Re: [Linux-HA] Best effort HA

Kai Bjørnstad Wed, 09 May 2007 02:09:32 -0700

Thanks for the input on the debug cmds. Did not know about those. 
Unfortunately I am not any smarter after browsing the output :-)


> Don't forget: In a large dependency "group", when one resource wants to
> move, many others are trying to stay, depending on your
> default-resource-stickiness and default-resource-failure-stickiness.
The only thing I see when looking at the debug output is comparisons of 
INFINITY vs. - INFINITY ??

So my first "CIB design" was to put everything in one group. The problems with 
this configuration is that the default start/restart order in a group is just 
a linear list. 
This means that when my group looks like this:

Group mygroup:
IP_1
IP_2
FS_1
FS_2
LSB_1
LSB_2
LSB_3

a failure of LSB_1 will make both LSB_2 and LSB_3 stop, but in reality they 
are not dependent at all. The same problem i get if FS_1 fails, the LSB_x 
should stop, but FS_2 should still be up!

As a consequence of this I wrote a new config disabling the group start order 
but keeping the group co-location. and then explicitly setting the rules that 
any/all LSB-script should start/restart after any/all Filesystem 

I set 
default-resource-stickiness = "0"
default-resource-failure-stickiness = "0"

This is when the magic begins:
When i now start up my passive system (dl360g3-2) I suddenly get resources 
distributed all over the place!

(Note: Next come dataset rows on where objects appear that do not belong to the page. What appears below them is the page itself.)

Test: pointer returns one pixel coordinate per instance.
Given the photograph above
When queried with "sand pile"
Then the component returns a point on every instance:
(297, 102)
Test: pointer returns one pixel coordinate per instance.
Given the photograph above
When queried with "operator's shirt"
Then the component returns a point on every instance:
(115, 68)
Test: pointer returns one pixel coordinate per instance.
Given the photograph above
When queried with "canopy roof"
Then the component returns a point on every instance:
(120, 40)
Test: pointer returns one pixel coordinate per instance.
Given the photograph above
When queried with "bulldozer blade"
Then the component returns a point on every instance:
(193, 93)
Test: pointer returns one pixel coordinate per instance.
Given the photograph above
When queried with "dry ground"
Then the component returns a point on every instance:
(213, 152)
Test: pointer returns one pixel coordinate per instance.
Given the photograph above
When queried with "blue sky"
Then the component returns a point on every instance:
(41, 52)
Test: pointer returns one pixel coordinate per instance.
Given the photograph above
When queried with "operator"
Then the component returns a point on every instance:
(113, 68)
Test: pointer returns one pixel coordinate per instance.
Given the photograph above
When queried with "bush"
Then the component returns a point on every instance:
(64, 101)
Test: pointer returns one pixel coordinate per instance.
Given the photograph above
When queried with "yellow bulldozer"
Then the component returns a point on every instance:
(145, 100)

But the group still has co-location on !?? 
And everything was up an ok on the primary !?

Resource Group: HAsms
    ip_172.19.5.200     (heartbeat::ocf:IPaddr):        
Started dl360g3-2
    ip_11.0.0.200       (heartbeat::ocf:IPaddr):        
Started dl360g3-1
    mount_opt_scali_var_scacim-db       (heartbeat::ocf:Filesystem):    
Started dl360g3-2
    mount_opt_scali_var_scasmo-db       (heartbeat::ocf:Filesystem):    
Started dl360g3-1
    mount_opt_scali_repository  (heartbeat::ocf:Filesystem):    
Started dl360g3-2
    mount_tftpboot      (heartbeat::ocf:Filesystem):    
Started dl360g3-1
    mount_opt_scali_images      (heartbeat::ocf:Filesystem):    
Started dl360g3-2
    mount_var_consoles  (heartbeat::ocf:Filesystem):   
 Started dl360g3-1
    lsb_scacim-pgsql    (lsb:scacim-pgsql):     
Started dl360g3-2
    lsb_dhcpd   (lsb:dhcpd):    
Started dl360g3-1
    lsb_scasmo-controller       (lsb:scasmo-controller):        
Started dl360g3-2
    lsb_conserver       (lsb:conserver):        
Started dl360g3-1
    lsb_scasmo-factory  (lsb:scasmo-factory):  
 Started dl360g3-2
    lsb_scaproxyd       (lsb:scaproxyd):        
Started dl360g3-1
    lsb_scamond-mapper  (lsb:scamond-mapper):   
Started dl360g3-2
    lsb_scasmo-server   (lsb:scasmo-server):    
Started dl360g3-1


Then I set 
default-resource-stickiness = "100"
default-resource-failure-stickiness = "0"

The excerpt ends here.